Plasma flames for thermal spraying can produce temperatures around 7,000 to 20,000K far above the melting temperature (and vapor temperature) of any known material. The extreme temperature of the plasma is not the only reason for the effective heating properties. If for example helium gas is heated to around 13,000K without plasma forming, it would have insufficient energy for normal plasma spraying. Nitrogen on the other hand heated to 10,000K going through dissociation and ionization forming a plasma is an effective heating media for thermal spraying, being able to supply about six times more energy than an equal volume of helium at 13,000K. The plasma is able to supply large amounts of energy due to the energy changes associated with dissociating molecular gases to atomic gases and ionisation which occur with little change in temperature.

·  N2 + E = 2N

·  Diatomic molecule of nitrogen + energy gives 2 free atoms of nitrogen

·  2N + E = 2N+ + 2e-

·  2 free atoms of nitrogen + energy gives 2 nitrogen ions and 2 electrons

The reverse process provides most of the energy for heating the spray material without a dramatic drop in temperature:

·  2N+ + 2e- = 2N + E

·  2N = N2 + E

Nitrogen and hydrogen are diatomic gases (two atoms to every molecule). These plasmas have higher energy contents for a given temperature than the atomic gases of argon and helium because of the energy associated with dissociation of molecules.

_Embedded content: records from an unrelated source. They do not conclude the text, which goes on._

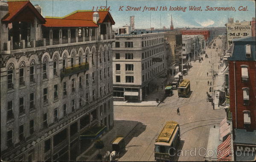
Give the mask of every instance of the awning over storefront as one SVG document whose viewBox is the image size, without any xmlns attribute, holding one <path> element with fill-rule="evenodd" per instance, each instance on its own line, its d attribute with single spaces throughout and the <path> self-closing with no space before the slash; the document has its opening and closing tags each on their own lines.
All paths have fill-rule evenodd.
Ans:
<svg viewBox="0 0 256 162">
<path fill-rule="evenodd" d="M 242 67 L 242 77 L 248 78 L 248 69 L 247 67 Z"/>
<path fill-rule="evenodd" d="M 227 118 L 225 118 L 221 122 L 220 126 L 220 140 L 223 141 L 223 137 L 230 133 L 231 132 L 230 124 L 227 122 Z"/>
<path fill-rule="evenodd" d="M 139 95 L 139 92 L 125 91 L 124 93 L 124 95 L 133 95 L 137 96 Z"/>
<path fill-rule="evenodd" d="M 100 136 L 107 129 L 105 126 L 98 126 L 95 124 L 88 128 L 79 136 L 79 139 L 94 139 Z"/>
<path fill-rule="evenodd" d="M 218 147 L 217 158 L 218 161 L 231 161 L 231 135 Z"/>
</svg>

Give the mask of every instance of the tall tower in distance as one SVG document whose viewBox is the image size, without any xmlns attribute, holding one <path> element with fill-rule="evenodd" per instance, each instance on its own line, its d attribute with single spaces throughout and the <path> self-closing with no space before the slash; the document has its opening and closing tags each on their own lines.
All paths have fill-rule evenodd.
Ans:
<svg viewBox="0 0 256 162">
<path fill-rule="evenodd" d="M 131 30 L 134 30 L 134 16 L 130 17 L 130 26 Z"/>
<path fill-rule="evenodd" d="M 172 15 L 171 15 L 171 27 L 170 27 L 171 30 L 172 30 L 174 29 L 173 28 L 173 24 L 172 24 Z"/>
</svg>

Argon and Helium are monatomic gases (the atoms don't combine to form molecules) these plasmas are relatively lower in energy content and higher in temperature than the plasmas from diatomic gases.

Nitrogen is a general purpose primary gas used alone or with hydrogen secondary gas.

Nitrogen also benefits from being the cheapest plasma gas. Nitrogen tends to be inert to most spray material except materials like titanium.

Argon is probably the most favoured primary plasma gas and is usually used with a secondary plasma gas (hydrogen, helium and nitrogen) to increase its energy. Argon is the easiest of these gases to form plasma and tends to be less aggressive towards electrode and nozzle hardware. Most plasma is started up using pure argon. Argon is a noble gas and is completely inert to all spray materials.

Hydrogen is mainly used as a secondary gas, it dramatically effects heat transfer properties and acts as anti-oxidant. Small amounts of hydrogen added to the other plasma gases dramatically alters the plasma characteristics and energy levels and is thus used as one control for setting plasma voltage and energy.